TechCrunch has an interesting piece on the difference between print and e-books. It is written by Chris Lavergne, identified as “the CEO of Thought.is and the publisher of Thought Catalog” both unknown to me. (And visits to the sites are a bit mystifying–I think I miss some of the context, or are so far from the core audience that it goes over my head.)
But the bit of the article that caught my eye was a discourse about electronic publishing versus real books:
“The medium is indeed the message
We were surprised to learn that print books and digital books were almost two distinct businesses with totally different operating models. While a print book and an e-book share identical content, they reflect diametrically opposed media formats. Print books are luxury goods and e-books are utility, and this has real implications in the strategy and workflow behind the marketing and production of each.
This technical distinction is also present in consumer behavior. E-books — with their instant access and cheap prices — sell generally 6x more quantities than print books for us. That said, a print book will generally generate 7x more revenue than an e-book. It’s hard to generate revenue on an e-book because the whole premise of the platform is: I want this quickly and at the cheapest price possible. The premise of a print book in the digital age is driven by luxury: I read better on paper… or… I like the feeling of turning a page.
You can’t create much markup on utility, whereas you can create a great deal of markup on luxury. This has been perhaps one of the most important insights driving Thought Catalog Books’ growth. The print books department needs to be run like a luxury goods company, while the e-book department needs to be run like a technology company. The content is the same, but the medium dictates an entirely different business model.”
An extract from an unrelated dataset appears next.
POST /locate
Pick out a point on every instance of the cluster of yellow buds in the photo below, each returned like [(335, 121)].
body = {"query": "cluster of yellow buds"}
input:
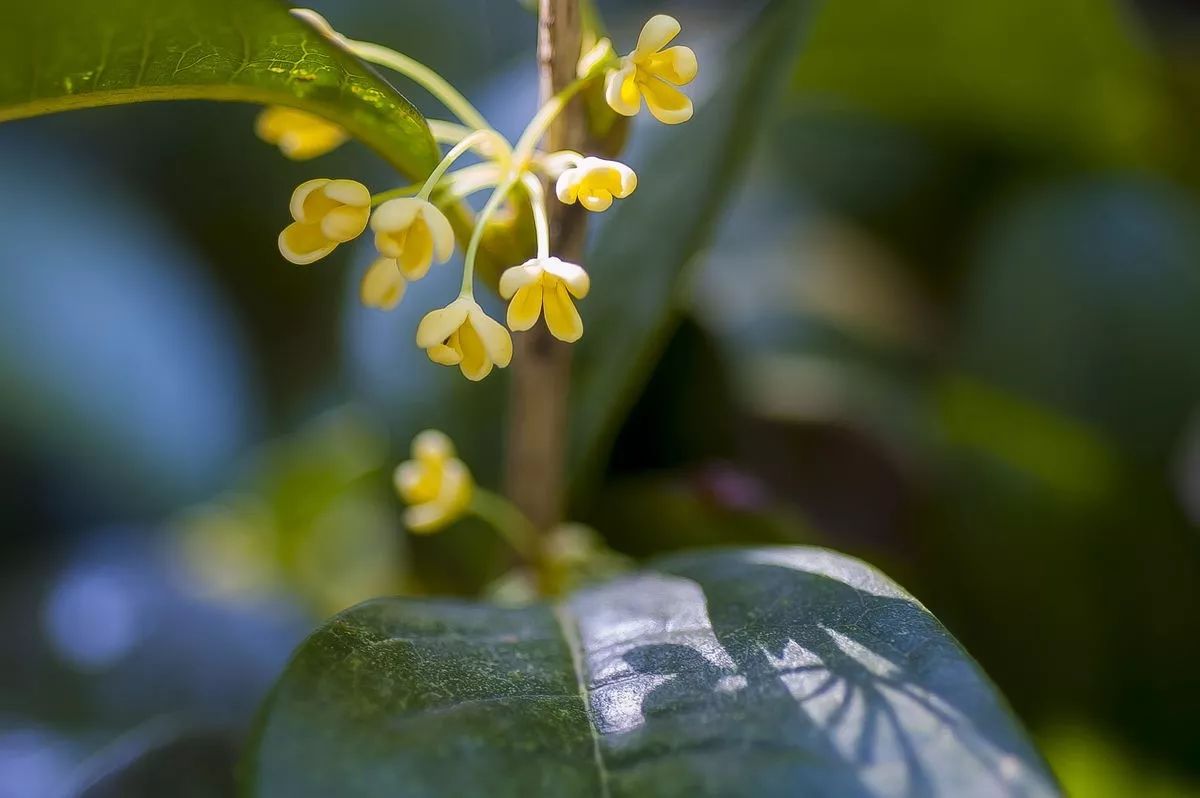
[(412, 232), (435, 484)]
This seems plausible (if arguable) to me. I’m not much of an e-book reader, not because I’m opposed to the format, but just because of the long habit of print books, and more cognitive comfort and personal efficiency with them. (But I do read them once in a while, because I don’t buy them they tend to be oddball classics I can get off of Project Gutenberg. Currently it’s Three Men and a Boat, and previously I read News from Nowhere on my IPad, a singularly inappropriate title for an e-reader, given William Morris’ attitudes about technology).
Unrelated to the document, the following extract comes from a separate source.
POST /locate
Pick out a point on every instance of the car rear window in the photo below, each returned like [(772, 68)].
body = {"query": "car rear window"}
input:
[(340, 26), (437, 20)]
Books aren’t luxury items for me–luckily enough, but I can see that for somebody who was born digital, books, magazines and eventually newspapers too, are prestige items (like the encyclopedia sets of my youth, or the solemn, and generally unread, volumes by Will and Ariel Durant). It’s an odd thought: a once dominant (and for me still far more companionable and effective) medium is now becoming a prestige lifestyle accessory. What could that status mean for libraries and for publishers? And how might ebooks with their different business model (if the article is correct) find an incentive to address access and literacy world-wide, given that more people have access to electronic devices now than have access to toilets according to the U.N.